Allgemeines zum Fahren mit dem V60 D6 AWD Plug-In Hybrid
Auch nach 50.oookm hat die Faszination für die Antriebstechnik noch nicht nachgelassen. Ein paar Schwächen haben sich zwar offenbart (dazu mehr bei den Fahrmodi) aber es macht noch immer viel Spaß mit dem Auto unterwegs zu sein, was für einen Vielfahrer durchaus wichtig sein kann. Aus meiner Sicht sollte man aber bereit sein ein paar Besonderheiten des Antriebs beim Fahren zu berücksichtigen, um den vollen Nutzen aus der Technik ziehen zu können. Trotzdem wird sich der Aufpreis zu einem normalen D5 AWD bei meinem Fahrprofi l vmtl. nie kaufmännisch rechnen. Ist man als Dienstwagenfahrer ehrlich zu sich selbst ist das aber auch selten das Hauptaugenmerk, sonst würde man wohl anstelle von diversen Audi, Bmw oder Mercedes-Modellen nur Golf Variant auf der Autobahn vorfinden.

Fahrprofil
Das Fahrzeug wird überwiegend als Pendler- bzw. Kundenbesuchsauto eingesetzt, hieraus ergibt sich ein geschätzter Autobahnanteil von 70-75% die übrige Laufleistung verteilt sich zu gleichen Teilen auf Landstrassen und Stadt. Meist besteht die Möglichkeit am Startort den Akku vor Fahrtantritt voll aufzuladen, Zwischenladungen bei Kunden oder an öffentlichen Ladestationen sind bisher nie erfolgt.  
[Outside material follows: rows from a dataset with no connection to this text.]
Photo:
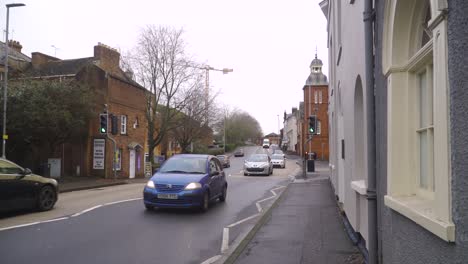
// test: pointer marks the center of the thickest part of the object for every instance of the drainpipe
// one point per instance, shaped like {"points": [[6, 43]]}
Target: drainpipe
{"points": [[370, 113]]}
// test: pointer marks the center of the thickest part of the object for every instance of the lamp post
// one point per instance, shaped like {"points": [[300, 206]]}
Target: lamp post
{"points": [[5, 87]]}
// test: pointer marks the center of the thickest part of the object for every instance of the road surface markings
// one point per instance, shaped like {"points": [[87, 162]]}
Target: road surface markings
{"points": [[68, 217], [225, 239], [123, 201], [241, 221], [212, 259], [225, 243], [87, 210], [54, 220], [17, 226]]}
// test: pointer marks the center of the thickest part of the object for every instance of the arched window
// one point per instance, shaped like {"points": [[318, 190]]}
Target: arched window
{"points": [[417, 85]]}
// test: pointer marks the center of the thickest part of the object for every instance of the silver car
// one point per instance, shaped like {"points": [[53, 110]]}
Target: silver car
{"points": [[278, 160], [258, 164]]}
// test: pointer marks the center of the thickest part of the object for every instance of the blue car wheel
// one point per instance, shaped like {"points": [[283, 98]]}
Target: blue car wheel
{"points": [[205, 204]]}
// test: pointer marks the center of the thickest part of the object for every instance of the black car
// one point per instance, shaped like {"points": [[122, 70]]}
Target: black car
{"points": [[225, 160], [239, 153], [21, 189]]}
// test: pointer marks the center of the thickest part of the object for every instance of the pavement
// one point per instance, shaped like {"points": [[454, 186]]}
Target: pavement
{"points": [[304, 226]]}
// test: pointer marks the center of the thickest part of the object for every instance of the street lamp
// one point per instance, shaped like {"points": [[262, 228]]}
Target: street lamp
{"points": [[5, 87]]}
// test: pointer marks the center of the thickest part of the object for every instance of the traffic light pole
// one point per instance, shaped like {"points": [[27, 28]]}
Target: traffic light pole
{"points": [[114, 163], [305, 157]]}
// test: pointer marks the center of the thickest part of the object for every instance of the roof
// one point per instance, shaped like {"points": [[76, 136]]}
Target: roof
{"points": [[317, 79], [61, 67], [192, 156], [13, 54]]}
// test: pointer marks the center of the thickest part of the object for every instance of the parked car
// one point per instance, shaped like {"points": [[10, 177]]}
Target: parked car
{"points": [[278, 160], [279, 152], [239, 153], [21, 189], [186, 180], [225, 160], [258, 164]]}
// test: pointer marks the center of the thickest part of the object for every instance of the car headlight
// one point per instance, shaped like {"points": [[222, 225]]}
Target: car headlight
{"points": [[150, 184], [193, 186]]}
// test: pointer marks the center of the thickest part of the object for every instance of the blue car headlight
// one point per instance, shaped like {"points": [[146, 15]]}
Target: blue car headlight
{"points": [[150, 184], [193, 186]]}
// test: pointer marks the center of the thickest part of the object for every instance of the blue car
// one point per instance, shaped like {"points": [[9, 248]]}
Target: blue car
{"points": [[185, 181]]}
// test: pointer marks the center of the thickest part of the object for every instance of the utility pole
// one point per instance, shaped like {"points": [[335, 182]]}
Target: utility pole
{"points": [[5, 86]]}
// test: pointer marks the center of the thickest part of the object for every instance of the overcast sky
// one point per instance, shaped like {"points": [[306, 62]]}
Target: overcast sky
{"points": [[268, 43]]}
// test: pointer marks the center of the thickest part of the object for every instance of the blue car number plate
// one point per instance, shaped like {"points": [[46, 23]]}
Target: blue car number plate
{"points": [[167, 196]]}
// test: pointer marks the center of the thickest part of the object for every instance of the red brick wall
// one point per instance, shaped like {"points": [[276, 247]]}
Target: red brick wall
{"points": [[121, 98], [319, 143]]}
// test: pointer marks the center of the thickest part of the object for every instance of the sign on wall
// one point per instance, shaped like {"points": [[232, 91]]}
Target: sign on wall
{"points": [[99, 153]]}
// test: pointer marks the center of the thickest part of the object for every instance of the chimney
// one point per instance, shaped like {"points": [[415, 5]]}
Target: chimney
{"points": [[108, 58], [129, 74], [40, 58], [15, 45]]}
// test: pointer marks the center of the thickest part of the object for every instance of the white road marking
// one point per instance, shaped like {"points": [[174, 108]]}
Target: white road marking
{"points": [[212, 259], [225, 243], [66, 217], [54, 220], [242, 221], [225, 240], [23, 225], [259, 207], [87, 210], [123, 201]]}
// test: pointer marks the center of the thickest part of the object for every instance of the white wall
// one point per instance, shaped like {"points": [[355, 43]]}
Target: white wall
{"points": [[346, 30]]}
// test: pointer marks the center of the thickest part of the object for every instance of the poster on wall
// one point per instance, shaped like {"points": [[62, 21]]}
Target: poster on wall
{"points": [[99, 153]]}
Verbräuche / Verschleißteile
Auf den 50247 km wurden insgesamt 3376,38 L Diesel für 4598,84 € und  1876,6 kWh Strom nachgetankt. Daraus errechnet sich ein
Dieselverbrauch von 6,72 L / 100km und ein
Stromverbrauch von 3,73 kWh / 100km

Mit einem durchschnittlichen Dieselpreis von 1,36€/L und 0,24€/kWh errechnet sich ein kombinierter Verbrauch von  7,38 L / 100km

Auf der Autobahn sind Verbräuche über 10L bei freier Strasse und Dauertempi über 200 problemlos möglich, normalerweise bewegen sich die reinen Autobahn-Verbräuche zwischen 7-8L  im Schnitt. Dieser Schnitt beginnt sofort zu sinken, wenn man die BAB verläßt und elektrisch weiterfährt.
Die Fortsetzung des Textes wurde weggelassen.